Uzès, Day Nine: Markets and Social Blunders
Today was what we call a rest day – a day meant to allow us to recover from more extended outings like yesterday’s trip to the Pont du Gard where we focus mostly on in-town activities. I think it helps us not lose our minds navigating the French roads and it also allows the pre-schooler to recover from missing his naps. He’s on the verge of not needing them, but boy can we tell when he doesn’t get one.

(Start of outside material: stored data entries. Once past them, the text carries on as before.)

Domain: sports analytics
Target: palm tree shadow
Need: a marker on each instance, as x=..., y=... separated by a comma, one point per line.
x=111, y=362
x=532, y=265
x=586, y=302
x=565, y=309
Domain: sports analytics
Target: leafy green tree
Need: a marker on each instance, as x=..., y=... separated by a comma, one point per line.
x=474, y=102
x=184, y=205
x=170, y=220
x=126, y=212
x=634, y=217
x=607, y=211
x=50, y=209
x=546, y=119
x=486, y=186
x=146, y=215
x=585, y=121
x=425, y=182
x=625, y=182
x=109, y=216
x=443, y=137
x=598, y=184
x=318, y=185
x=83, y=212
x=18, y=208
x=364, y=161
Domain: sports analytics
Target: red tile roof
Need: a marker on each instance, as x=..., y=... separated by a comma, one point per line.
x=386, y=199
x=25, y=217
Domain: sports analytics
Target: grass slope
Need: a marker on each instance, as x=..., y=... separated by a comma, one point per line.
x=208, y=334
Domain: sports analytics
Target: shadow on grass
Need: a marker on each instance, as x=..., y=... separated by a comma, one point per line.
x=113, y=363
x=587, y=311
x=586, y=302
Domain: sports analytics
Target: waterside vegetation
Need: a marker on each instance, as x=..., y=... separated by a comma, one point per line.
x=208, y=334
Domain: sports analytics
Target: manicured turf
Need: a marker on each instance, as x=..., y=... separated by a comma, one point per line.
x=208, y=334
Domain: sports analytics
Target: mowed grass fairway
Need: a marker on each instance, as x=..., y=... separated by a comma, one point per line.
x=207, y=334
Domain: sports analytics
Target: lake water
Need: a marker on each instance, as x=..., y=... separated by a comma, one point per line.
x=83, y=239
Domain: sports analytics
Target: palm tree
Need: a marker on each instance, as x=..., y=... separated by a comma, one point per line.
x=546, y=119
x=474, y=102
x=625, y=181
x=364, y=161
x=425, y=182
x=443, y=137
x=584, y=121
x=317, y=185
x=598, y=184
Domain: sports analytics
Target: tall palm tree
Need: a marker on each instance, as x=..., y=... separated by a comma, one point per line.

We got a late start to the morning, heading up to the Saturday market around ten AM. This was much later than our previous trips to the market, and we could tell just by the packed crowds. I would love to take some pictures of the stalls for you, but to do so would inconvenience people doing their shopping, and there’s nothing that sends me into a spiral of anxiety like inconveniencing people who don’t speak English. Navigating the tightly packed stalls selling everything from fresh olives and tapanades to giant wheels of cheese to fresh duck meat with a group of four adults and one little one was nigh-impossible. Eventually, I took some of the items on the shopping list and went off to collect them on my own. I just can’t seem to handle the anxiety of feeling responsible for four other bodies in such tight quarters. We gathered up all we wanted and more (I don’t know how we’re going to eat all this cheese in time), and that allowed Sarah and I to wander back on our own while the little one played on his iPad with his grandparents. I picked up a couple of French comics that looked interesting and yet more cheese (…so I think I have a problem). Sarah bought some breakfast radishes. My muddled french gets me through basic transactions pretty well most of the time, and when they don’t speak English, Sarah is typically there to save the day. This trip is a lot of work on her language skills, but I don’t know how we would do it without her, honestly.

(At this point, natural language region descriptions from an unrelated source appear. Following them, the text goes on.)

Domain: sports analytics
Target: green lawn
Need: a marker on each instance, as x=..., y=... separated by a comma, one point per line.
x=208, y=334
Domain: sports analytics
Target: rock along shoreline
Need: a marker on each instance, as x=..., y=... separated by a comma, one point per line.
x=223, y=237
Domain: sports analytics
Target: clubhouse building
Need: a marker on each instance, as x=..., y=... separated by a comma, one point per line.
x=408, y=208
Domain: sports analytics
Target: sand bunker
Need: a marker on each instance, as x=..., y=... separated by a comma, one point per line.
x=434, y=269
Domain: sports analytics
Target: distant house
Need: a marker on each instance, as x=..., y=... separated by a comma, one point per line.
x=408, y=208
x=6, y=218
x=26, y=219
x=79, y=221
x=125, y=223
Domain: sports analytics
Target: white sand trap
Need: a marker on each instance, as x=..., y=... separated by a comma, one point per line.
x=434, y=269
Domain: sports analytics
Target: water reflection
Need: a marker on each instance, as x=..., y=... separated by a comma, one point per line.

With the shopping done, I settled in to get some work done on Ye Olde Laptop. I’m working on my annual update to my base WordPress theme code. I’m finally breaking things out into a core functionality plugin (I know, I know) and adding some new flexibility I’ve wanted for a while. Along the way, I’m testing the new Gutenberg editor with the other tools that are needed for the complex sorts of back-end coding I use to build things like customized book pages. So far, its awful and I hate Gutenberg. I hope they fix a lot of things about it before foisting it on us. To my clients, I don’t recommend testing Gutenberg just yet. It’s still got a long ways to go before it’s ready for your sites. But when it is ready, I’ll hopefully be much closer to being ready to develop custom blocks and such for it.
My code refresh is coming along slowly–I’m not sure that I’ll actually finish things completely before we go home. That’s probably okay. Maybe I’ll take things slow in June while I finish it up and get re-adjusted to Central time. I really need to start earning money pretty quickly, though. I wish there were about 50% more working hours in any given day, I swear.
As far as blunders, it took us until nine days to completely fluster a wait person at a restaurant. Really, we should be proud, but the entire time I wanted to crawl under a rock. This was a pretty complex blunder, actually, so it took us some time to figure out what went wrong. There’s a nice pizza place a couple of blocks away. We know it’s nice because we picked up a couple of pizzas from there as takeaway a few days ago. This is wood-fired oven, high quality pizza, very Italian style. The two pizzas were more than enough for us. The problem came when we attempted to dine in and order roughly the same number of items.
The waitress tried in her English and then in French to explain that two pizzas was not enough food for five of us. We tried to explain that we’d ordered take away and it had been fine. Eventually, she went ahead and put in the order, but seemed pretty frustrated and annoyed by us. Maybe not as much as we felt, but we apologized every time she came back, and I just wanted to run away and hide.
Sure enough, when the pizzas came, they were a bit smaller than the takeaway ones had been, or at least they seemed to be to me. We tried to make up for things by ordering a lot of very tasty dessert. Still, I think they were happy to see us go. And it was a relief for us to get out of there.
Sarah felt especially bad because her French is the best of all of ours, but I think what we probably should have done was, when it was pointed out that we’d under-ordered, was went ahead and ordered a pizza for each person, as that seemed to be expected. These are the kind of stupid, low key social mistakes that haunt me for years for some dumb reason. I’ll probably have unpleasant dreams about it years from now, like those dreams in which you show up naked for a college final for a class you never knew you were signed up for.
Tomorrow will likely be another rest day – perhaps a visit to the local candy factory / museum in the afternoon, but otherwise, we’ll soak in some French life around the rental (and I think everyone is going to go to Mass except for me). Right now, it’s raining, the bells are ringing, and even the smell of the rain is different enough to remind me that I’m not in Kansas. Hopefully tomorrow we’ll make fewer faux pas. And if not? C’est la vie.